Issue #1106
Memory Leak Charon FreeBSD
Description
This box has one IPsec Tunnel, but i have a box that has 100 tunnels that runs out of 2gb of memory and swap space after about 3 days.(The box crashes due to no swap) I have searched everywhere and can't find a issue with my configuration. If i kill Charon and load it again it will gradually eat up memory. Reboot, Fresh Install, nothing stops it from eating memory.

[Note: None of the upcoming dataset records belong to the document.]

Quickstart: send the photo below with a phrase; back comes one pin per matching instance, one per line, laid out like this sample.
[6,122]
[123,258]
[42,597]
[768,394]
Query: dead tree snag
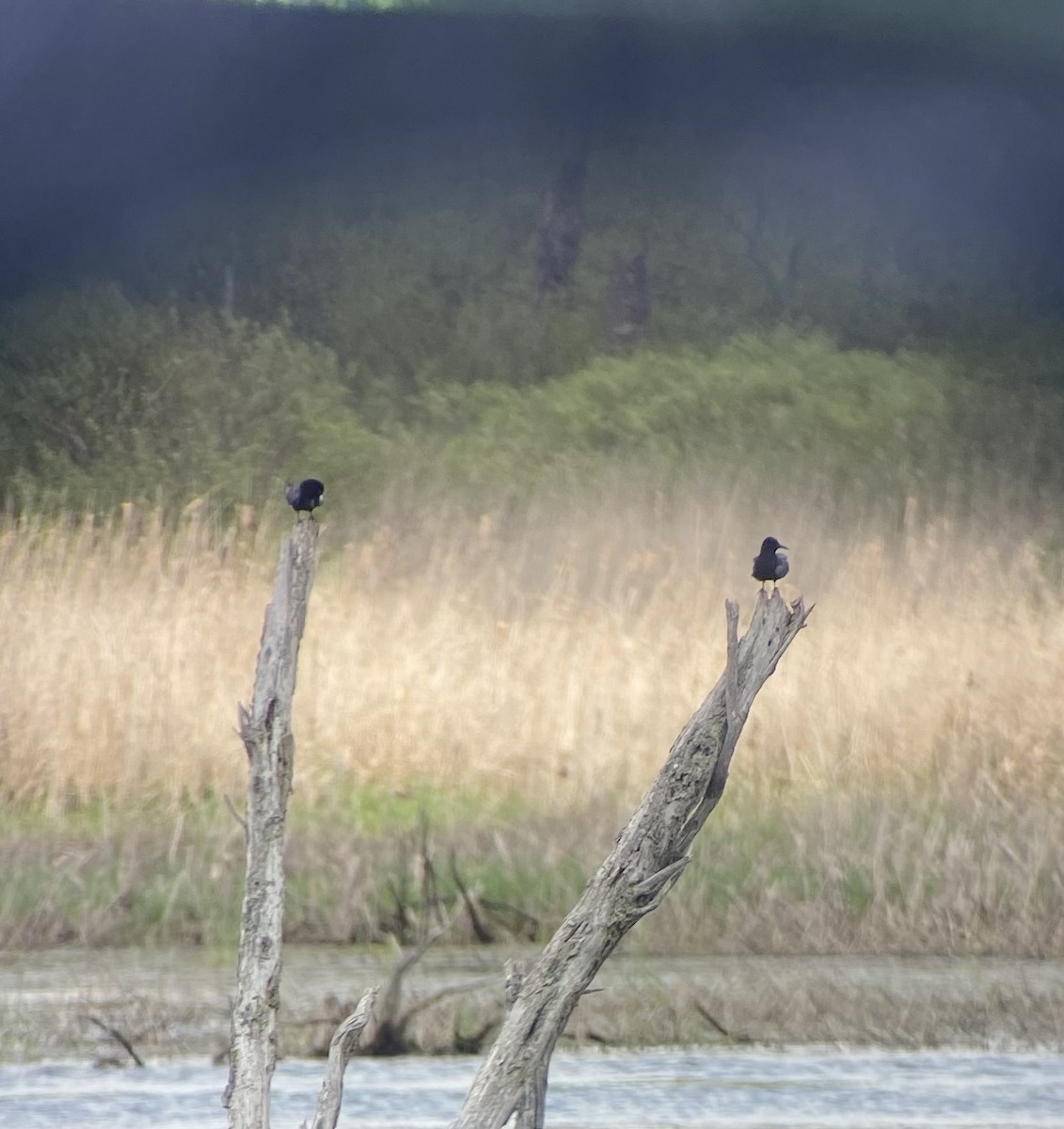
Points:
[649,856]
[265,729]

ipsec statusall Status of IKE charon daemon (strongSwan 5.3.2, FreeBSD 10.1-RELEASE-p15, amd64): uptime: 44 days, since Jul 27 13:24:48 2015 worker threads: 10 of 16 idle, 6/0/0/0 working, job queue: 0/0/0/0, scheduled: 3 loaded plugins: charon unbound aes des blowfish rc2 sha1 sha2 md4 md5 random nonce x509 revocation constraints pubkey pkcs1 pkcs7 pkcs8 pkcs12 pgp dnskey sshkey ipseckey pem openssl fips-prf xcbc cmac hmac curl attr kernel-pfkey kernel-pfroute resolve socket-default stroke smp updown eap-identity eap-sim eap-md5 eap-mschapv2 eap-dynamic eap-radius eap-tls eap-ttls eap-peap xauth-generic xauth-eap whitelist addrblock unity Listening IP addresses: X.X.X.X X.X.X.X X.X.X.X X.X.X.X Connections: bypasslan: %any...%any IKEv1/2 bypasslan: local: uses public key authentication bypasslan: remote: uses public key authentication bypasslan: child: X.X.X.X/X|/0 === X.X.X.X/X|/0 PASS con1: X.X.X.X...X.X.X.X IKEv2, dpddelay=10s con1: local: [X.X.X.X] uses pre-shared key authentication con1: remote: [X.X.X.X] uses pre-shared key authentication con1: child: X.X.X.X/X|/0 === X.X.X.X/X|/0 X.X.X.X/X|/0 TUNNEL, dpdaction=restart Shunted Connections: bypasslan: X.X.X.X/X|/0 === X.X.X.X/X|/0 PASS Routed Connections: con1{2233}: ROUTED, TUNNEL, reqid 1 con1{2233}: X.X.X.X/X|/0 === X.X.X.X/X|/0 X.X.X.X/X|/0 Security Associations (1 up, 0 connecting): con1[188]: ESTABLISHED 3 hours ago, X.X.X.X[X.X.X.X]...X.X.X.X[X.X.X.X] con1[188]: IKEv2 SPIs: 634c4b09653e75f6_i 3f096e7e6e227d29_r*, pre-shared key reauthentication in 4 hours con1[188]: IKE proposal: AES_CBC_256/HMAC_MD5_96/PRF_HMAC_MD5/MODP_1024 con1{2232}: INSTALLED, TUNNEL, reqid 1, ESP SPIs: c42e8a95_i c67e08b4_o con1{2232}: AES_CBC_256/HMAC_MD5_96, 597807 bytes_i (7711 pkts, 0s ago), 10543976 bytes_o (9315 pkts, 1161s ago), rekeying in 17 minutes con1{2232}: X.X.X.X/X|/0 === X.X.X.X/X|/0 X.X.X.X/X|/0 con1{2234}: INSTALLED, TUNNEL, reqid 1, ESP SPIs: c7e77372_i ced2ce23_o con1{2234}: AES_CBC_256/HMAC_MD5_96, 255838 bytes_i (3165 pkts, 0s ago), 1549768 bytes_o (3179 pkts, 0s ago), rekeying in 34 minutes con1{2234}: X.X.X.X/X|/0 === X.X.X.X/X|/0 X.X.X.X/X|/0
/var/etc/ipsec: top | grep charon 35874 root 17 20 0 497M 297M uwait 1 5:21 0.00% charon
Associated revisions
History
#1 Updated by Tobias Brunner over 5 years ago
- Description updated (diff)
- Category changed from charon to freebsd
- Status changed from New to Feedback
X.X.X.X/X|/0
Looks like you are using pfSense. I'm not aware of any memory leaks in charon. If there are any on this system that could be due to a modification added by the pfSense guys (which I think are still not publicly available, so I can't comment on that). Or perhaps because of some FreeBSD peculiarity that we handle incorrectly (e.g. something related to the PF_KEY or UDP sockets). If this is a classic memory leak (i.e. caused by not freeing allocated memory) it would be helpful to know where. As I don't think our own leak detective works on FreeBSD running charon in valgrind might be the best option to find it.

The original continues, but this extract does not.